In other words, the court told the province, if you so choose, you’re free to continue sinking billions of dollars into a project you might never be allowed to complete.
Many commentators have zeroed in on Milman’s statement that the First Nations case against Site C is “weak.” Critically, however, the injunction process only required the First Nations to bring forward enough evidence to establish that they have a “serious” case — which the court acknowledged they did. Much more evidence and testimony will be heard in the court during the four-year trial that is still to come.
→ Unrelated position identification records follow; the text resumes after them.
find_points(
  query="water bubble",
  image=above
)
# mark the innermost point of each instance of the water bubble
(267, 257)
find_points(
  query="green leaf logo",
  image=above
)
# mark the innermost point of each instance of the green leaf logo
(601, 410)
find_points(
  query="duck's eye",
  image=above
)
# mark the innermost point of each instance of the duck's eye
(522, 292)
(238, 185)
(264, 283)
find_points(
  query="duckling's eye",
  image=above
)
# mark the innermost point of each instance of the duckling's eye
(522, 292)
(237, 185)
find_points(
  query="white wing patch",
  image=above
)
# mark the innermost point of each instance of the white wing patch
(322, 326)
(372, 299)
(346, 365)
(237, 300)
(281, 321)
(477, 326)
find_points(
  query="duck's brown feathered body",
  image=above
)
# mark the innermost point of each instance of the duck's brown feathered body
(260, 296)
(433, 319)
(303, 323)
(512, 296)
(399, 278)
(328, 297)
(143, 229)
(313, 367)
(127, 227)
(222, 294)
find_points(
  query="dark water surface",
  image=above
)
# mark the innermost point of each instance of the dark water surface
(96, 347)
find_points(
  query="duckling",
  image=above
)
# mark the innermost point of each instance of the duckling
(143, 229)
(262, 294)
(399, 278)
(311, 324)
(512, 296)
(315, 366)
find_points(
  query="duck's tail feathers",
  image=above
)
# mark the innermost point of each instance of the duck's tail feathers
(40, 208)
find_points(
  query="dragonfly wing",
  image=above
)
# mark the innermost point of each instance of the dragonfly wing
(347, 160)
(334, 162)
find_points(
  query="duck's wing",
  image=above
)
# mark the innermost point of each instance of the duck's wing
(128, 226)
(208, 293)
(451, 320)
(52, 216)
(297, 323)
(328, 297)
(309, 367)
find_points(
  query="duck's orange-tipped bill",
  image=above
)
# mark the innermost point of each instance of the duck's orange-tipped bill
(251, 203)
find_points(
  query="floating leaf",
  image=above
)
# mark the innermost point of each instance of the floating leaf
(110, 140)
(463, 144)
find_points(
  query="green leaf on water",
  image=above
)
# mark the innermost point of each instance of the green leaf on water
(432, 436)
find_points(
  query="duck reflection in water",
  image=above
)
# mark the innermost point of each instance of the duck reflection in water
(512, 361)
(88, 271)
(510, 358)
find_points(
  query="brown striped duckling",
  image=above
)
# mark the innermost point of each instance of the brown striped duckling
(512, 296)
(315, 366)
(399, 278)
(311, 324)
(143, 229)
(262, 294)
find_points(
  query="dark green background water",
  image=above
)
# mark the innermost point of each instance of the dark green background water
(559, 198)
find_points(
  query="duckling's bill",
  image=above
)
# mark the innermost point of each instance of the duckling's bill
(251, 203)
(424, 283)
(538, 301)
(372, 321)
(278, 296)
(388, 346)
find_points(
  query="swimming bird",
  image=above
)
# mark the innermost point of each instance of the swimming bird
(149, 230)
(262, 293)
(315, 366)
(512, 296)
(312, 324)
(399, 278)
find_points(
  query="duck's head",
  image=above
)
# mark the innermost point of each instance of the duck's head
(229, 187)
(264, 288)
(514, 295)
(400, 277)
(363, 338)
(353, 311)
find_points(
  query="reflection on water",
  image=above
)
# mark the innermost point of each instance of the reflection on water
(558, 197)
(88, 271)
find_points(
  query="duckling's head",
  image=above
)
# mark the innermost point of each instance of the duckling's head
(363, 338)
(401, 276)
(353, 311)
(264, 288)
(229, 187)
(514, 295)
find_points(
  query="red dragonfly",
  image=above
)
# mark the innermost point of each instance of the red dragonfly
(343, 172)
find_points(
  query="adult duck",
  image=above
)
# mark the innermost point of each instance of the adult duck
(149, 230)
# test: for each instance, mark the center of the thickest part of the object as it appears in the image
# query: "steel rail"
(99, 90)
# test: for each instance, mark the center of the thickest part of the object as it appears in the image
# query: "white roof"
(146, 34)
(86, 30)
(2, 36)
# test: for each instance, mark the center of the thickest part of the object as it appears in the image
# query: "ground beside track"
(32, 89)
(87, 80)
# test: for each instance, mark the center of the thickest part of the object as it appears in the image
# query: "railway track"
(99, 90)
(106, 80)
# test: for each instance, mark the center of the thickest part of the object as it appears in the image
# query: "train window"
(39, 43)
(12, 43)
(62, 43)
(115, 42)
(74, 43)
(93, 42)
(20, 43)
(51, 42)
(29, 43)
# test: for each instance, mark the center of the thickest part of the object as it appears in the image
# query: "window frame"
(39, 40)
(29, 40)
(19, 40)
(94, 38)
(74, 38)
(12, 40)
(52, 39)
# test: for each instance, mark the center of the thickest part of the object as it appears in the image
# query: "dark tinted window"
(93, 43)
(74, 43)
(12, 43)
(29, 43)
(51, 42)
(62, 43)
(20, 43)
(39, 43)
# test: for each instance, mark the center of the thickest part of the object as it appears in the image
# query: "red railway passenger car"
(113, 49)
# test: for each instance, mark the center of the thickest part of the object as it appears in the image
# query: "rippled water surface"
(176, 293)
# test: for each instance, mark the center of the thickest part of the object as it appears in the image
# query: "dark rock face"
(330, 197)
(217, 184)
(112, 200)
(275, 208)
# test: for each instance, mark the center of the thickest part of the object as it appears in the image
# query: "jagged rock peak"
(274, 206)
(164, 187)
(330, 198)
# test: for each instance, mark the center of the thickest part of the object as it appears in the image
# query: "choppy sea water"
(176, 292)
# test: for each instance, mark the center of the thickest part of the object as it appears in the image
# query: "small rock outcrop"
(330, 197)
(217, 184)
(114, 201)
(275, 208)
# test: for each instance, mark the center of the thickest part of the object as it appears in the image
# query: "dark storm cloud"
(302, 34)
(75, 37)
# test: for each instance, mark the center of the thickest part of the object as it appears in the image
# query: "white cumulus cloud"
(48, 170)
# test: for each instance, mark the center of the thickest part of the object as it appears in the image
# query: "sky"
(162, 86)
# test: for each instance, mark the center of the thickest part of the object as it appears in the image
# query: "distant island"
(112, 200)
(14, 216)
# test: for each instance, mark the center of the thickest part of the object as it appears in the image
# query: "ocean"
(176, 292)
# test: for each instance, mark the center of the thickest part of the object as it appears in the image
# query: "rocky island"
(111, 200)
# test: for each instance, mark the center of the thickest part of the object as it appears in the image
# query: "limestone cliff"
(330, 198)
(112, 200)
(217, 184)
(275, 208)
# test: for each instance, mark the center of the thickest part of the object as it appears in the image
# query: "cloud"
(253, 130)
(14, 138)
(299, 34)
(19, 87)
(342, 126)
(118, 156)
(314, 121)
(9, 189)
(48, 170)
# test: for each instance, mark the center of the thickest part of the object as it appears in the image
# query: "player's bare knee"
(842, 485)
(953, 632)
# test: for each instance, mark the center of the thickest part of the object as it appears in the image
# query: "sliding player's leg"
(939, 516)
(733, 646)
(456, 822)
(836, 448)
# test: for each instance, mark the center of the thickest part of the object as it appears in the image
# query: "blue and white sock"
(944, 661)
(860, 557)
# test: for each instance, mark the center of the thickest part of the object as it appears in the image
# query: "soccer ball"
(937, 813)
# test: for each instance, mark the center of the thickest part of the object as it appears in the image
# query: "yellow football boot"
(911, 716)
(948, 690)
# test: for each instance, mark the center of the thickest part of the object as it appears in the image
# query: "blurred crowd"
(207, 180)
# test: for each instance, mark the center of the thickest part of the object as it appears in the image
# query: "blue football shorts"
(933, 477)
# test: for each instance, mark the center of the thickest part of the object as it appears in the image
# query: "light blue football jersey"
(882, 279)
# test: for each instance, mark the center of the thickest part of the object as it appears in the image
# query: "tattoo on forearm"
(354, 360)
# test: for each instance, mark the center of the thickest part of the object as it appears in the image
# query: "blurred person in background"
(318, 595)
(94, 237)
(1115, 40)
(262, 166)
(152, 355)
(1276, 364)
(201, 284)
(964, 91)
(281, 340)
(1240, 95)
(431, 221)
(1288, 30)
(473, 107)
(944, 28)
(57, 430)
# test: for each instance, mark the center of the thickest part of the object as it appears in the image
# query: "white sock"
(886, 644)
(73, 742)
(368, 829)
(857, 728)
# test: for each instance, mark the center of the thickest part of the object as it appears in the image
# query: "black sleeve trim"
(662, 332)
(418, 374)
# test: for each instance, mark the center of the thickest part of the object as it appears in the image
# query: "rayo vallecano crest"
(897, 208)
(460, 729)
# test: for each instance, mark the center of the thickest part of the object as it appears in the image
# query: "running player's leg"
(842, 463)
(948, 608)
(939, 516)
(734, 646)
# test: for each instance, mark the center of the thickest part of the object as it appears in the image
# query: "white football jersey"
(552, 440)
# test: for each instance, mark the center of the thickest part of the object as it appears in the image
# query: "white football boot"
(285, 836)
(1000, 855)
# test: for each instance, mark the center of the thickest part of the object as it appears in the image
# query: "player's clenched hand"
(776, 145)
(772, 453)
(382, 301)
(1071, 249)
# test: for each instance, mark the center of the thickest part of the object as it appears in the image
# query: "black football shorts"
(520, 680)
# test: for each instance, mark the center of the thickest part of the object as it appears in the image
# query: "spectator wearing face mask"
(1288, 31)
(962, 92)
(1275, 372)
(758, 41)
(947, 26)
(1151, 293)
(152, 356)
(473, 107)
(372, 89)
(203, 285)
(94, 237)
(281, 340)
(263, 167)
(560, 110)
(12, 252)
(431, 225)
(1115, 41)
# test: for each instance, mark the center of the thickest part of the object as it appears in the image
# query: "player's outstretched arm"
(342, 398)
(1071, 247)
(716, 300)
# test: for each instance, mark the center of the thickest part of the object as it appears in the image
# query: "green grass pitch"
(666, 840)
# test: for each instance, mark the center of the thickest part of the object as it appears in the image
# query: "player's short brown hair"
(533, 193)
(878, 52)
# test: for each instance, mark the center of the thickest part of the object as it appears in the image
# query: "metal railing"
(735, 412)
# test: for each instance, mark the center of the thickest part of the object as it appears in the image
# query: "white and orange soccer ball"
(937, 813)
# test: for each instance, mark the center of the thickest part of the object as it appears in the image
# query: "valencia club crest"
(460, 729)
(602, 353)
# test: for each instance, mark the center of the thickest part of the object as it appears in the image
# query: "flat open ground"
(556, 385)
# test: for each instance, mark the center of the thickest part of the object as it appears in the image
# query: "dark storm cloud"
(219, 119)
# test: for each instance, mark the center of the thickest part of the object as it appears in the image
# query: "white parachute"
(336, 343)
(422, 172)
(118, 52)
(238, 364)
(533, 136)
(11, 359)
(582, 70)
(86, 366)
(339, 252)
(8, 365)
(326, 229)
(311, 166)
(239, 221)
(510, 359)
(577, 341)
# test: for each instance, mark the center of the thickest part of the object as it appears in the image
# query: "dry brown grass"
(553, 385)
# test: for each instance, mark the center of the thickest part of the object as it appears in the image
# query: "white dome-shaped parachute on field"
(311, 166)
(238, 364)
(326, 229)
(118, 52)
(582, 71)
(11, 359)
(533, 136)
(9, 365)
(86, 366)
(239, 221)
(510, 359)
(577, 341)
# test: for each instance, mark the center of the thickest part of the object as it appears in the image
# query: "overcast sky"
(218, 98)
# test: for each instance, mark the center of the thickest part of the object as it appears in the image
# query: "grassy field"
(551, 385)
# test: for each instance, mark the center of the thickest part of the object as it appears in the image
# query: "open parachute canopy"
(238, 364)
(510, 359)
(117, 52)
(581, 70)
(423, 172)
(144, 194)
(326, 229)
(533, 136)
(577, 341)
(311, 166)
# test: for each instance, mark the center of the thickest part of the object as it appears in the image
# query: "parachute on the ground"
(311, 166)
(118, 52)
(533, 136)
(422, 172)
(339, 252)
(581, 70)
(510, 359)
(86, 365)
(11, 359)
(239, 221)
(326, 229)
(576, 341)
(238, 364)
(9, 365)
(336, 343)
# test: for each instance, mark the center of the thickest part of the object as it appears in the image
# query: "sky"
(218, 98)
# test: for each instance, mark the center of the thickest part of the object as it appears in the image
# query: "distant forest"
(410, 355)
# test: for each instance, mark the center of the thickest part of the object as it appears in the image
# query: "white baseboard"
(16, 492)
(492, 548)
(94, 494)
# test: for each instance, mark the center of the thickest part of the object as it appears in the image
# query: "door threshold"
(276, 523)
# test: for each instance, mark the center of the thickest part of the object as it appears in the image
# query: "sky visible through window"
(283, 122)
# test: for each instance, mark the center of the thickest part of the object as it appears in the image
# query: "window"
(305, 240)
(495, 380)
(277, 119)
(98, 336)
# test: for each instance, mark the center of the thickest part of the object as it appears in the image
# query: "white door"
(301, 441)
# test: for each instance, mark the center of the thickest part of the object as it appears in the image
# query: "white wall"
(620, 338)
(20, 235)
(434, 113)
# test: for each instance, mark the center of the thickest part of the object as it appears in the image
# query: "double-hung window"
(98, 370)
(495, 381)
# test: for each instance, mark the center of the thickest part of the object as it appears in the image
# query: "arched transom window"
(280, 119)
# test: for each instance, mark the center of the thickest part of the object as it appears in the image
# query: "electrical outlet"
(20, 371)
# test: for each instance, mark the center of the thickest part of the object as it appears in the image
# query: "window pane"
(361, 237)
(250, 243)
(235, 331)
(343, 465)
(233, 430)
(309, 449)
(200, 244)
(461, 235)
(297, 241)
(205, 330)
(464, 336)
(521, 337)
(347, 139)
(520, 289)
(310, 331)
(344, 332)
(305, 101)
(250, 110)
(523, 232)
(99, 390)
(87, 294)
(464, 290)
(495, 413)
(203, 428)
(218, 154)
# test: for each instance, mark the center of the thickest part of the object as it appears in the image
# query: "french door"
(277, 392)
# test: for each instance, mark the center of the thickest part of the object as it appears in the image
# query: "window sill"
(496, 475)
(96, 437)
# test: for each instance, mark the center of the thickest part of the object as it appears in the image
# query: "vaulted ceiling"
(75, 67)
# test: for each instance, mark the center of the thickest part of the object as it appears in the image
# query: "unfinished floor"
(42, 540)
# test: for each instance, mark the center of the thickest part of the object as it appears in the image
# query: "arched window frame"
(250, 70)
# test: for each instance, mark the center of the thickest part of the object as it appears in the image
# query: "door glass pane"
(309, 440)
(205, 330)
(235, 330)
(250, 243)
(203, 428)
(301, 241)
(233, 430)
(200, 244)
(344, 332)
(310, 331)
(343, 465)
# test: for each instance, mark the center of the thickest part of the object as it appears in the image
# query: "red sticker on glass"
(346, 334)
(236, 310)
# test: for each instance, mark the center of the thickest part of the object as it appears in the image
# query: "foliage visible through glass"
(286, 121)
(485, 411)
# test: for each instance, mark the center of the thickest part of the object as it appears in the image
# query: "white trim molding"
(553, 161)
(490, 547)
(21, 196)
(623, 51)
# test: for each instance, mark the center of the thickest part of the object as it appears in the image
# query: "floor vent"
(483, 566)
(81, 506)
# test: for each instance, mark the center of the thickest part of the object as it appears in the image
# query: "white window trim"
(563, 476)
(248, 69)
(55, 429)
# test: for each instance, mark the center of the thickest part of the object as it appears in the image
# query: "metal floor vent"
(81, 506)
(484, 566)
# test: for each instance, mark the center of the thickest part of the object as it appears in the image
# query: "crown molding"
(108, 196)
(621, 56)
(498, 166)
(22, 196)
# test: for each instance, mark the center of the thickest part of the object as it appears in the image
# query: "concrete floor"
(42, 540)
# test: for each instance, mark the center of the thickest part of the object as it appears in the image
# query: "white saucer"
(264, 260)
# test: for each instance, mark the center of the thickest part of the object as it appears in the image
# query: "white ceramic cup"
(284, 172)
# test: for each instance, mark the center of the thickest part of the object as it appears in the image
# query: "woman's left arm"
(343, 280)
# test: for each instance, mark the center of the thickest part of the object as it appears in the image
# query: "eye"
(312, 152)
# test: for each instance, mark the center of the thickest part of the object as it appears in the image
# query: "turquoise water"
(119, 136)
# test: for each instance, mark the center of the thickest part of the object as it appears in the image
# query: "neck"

Significantly, a number of legal scholars — including John Borrows, whose writing on the Constitutional protection of Indigenous peoples’ rights is frequently cited by the courts — have commented that while First Nations always face an uphill struggle to protect their rights, the West Moberly and Prophet River First Nations actually have a strong case that flooding the Peace Valley is incompatible with protection of their treaty rights.
The responsibility to uphold treaty rights is part of the Canadian Constitution and as such transcends the policies and priorities of the government of the day. The Peace River Valley is one of the few areas left in northeast B.C. that has not been irreparably transformed by industrial development. It is also crucial to the history and cultural traditions of the Dunne-Za and Cree peoples, while sustaining many of the critical plants and wildlife on which they depend.
If First Nations are able to prove that flooding the Peace River will prevent the meaningful exercise of their hunting, fishing and trapping rights, the onus will then shift to the province to prove that a violation of these rights is justified. Meeting the strict requirements for justification of treaty rights infringement under Canadian law may be all but impossible to do given that the B.C. Utilities Commission has already determined that there are less destructive alternatives available at equal or lower cost than completing Site C.
Under the circumstances, one would expect that a prudent government would be reluctant to risk investing even more money in Site C until they know for sure whether the project can ever be completed. Unfortunately, prudence has never been part of the picture when it comes to the Site C project.
Around this time last year, just weeks before announcing his government’s support for continued construction of Site C, Premier John Horgan publicly acknowledged the ultimate fate of the project might be determined in court. The premier had a chance at that moment to make good on his promises to respect the rights of Indigenous peoples. But instead of declaring that the outstanding issue of possible treaty rights violations needed to be resolved before spending another dollar on Site C, the premier embraced his predecessor’s claim that the project had already been pushed to “the point of no return.” Then, when First Nations launched a new legal challenge, Horgan further alienated First Nations leadership by unleashing government lawyers in an attempt to reinterpret and undermine the very rights he had promised to champion.
The fact is, however, that the Site C dam is still very far from the point of no return. The project is far from even the halfway mark to completion and many questions have been raised about the ability of B.C. Hydro to finish the project on time or on budget even without a court-ordered injunction. Critically, as the examples of the Trans Mountain and Northern Gateway pipelines clearly demonstrate, courts can and will shut down major resource development projects — even projects enthusiastically backed by federal and provincial governments — if Indigenous peoples can establish that these governments have failed their Constitutional responsibilities.
A court-ordered work suspension would have offered the Horgan government a face-saving way out of the reckless gamble of continued investment in Site C. The premier and his cabinet — indeed the whole province — may come to regret the fact that their lawyers prevailed in this first skirmish in the courts.
Alex Neve is secretary-general of Amnesty International Canada. Sarah Morales is an associate professor in the University of Victoria’s Faculty of Law and a member of the board of directors of Amnesty International Canada.